Finds K breakpoints in the data for a given regularization parameter lambda

Inputs

data - a n-by-T data matrix, with T timestamps of an n-dimensional vector

Kmax - the number of breakpoints to find

lamb - regularization parameter for the regularized covariance

Returns

bps - List of lists, where element i of the larger list is the set of breakpoints found at K = i in the GGS algorithm

objectives - List of the objective values at each intermediate step (for K = 0 to Kmax)


meancovs = GGSMeanCov(data, breakpoints, lamb)

Finds the means and regularized covariances of each segment, given a set of breakpoints.

Inputs

data - a n-by-T data matrix, with T timestamps of an n-dimensional vector

breakpoints - a list of breakpoint locations

lamb - regularization parameter for the regularized covariance

Returns

meancovs - a list of (mean, covariance) tuples for each segment in the data


cvResults = GGSCrossVal(data, Kmax=25, lambList = [0.1, 1, 10])

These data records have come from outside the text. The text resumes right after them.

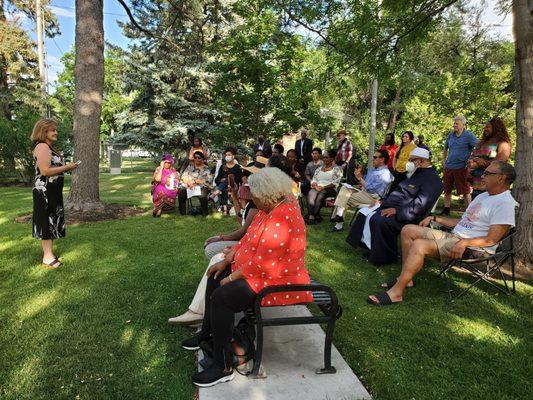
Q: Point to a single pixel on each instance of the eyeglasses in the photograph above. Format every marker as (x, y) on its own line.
(491, 173)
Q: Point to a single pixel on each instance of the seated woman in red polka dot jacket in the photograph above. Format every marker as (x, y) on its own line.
(271, 253)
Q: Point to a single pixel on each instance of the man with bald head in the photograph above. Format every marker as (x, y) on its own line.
(476, 234)
(408, 203)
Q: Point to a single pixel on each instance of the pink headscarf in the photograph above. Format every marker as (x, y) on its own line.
(169, 158)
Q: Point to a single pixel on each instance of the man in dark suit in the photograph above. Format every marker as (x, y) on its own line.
(262, 145)
(409, 203)
(303, 147)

Runs 10-fold cross validation, and returns the train and test set likelihood for every (K, lambda) pair up to Kmax

Inputs

data - a n-by-T data matrix, with T timestamps of an n-dimensional vector

Kmax - the maximum number of breakpoints to run GGS on

lambList - a list of regularization parameters to test

Returns

cvResults - list of (lamb, ([TrainLL],[TestLL])) tuples for each regularization parameter in lambList. Here, TrainLL and TestLL are the average per-sample log-likelihood across the 10 folds of cross-validation for all K's from 0 to Kmax


Additional optional parameters (for all three functions above):

features = [] - select a certain subset of columns in the data to operate on

verbose = False - Print intermediate steps when running the algorithm

Example Usage

Running financeExample.py will yield the following plot, showing the objective (Equation 4 in the paper) vs. the number of breakpoints:

Objective vs. # of breakpoints

Once we have solved for the locations of the breakpoints, we can use the FindMeanCovs() function to find the means and covariances of each segment. In the example in helloworld.py, plotting the means, variances, and covariances of the three signals yields:

Means and covariances over time

To run cross-validation, which can be useful in determining optimal values of K and lambda, we can use the following code to load the data, run the cross-validation, and then plot the test and train likelihood:

from ggs import *
import numpy as np
import matplotlib.pyplot as plt

filename = "Returns.txt"
data = np.genfromtxt(filename,delimiter=' ')
feats = [0,3,7]

#Run cross-validaton up to Kmax = 30, at lambda = 1e-4
maxBreaks = 30
lls = GGSCrossVal(data, Kmax=maxBreaks, lambList = [1e-4], features = feats, verbose = False)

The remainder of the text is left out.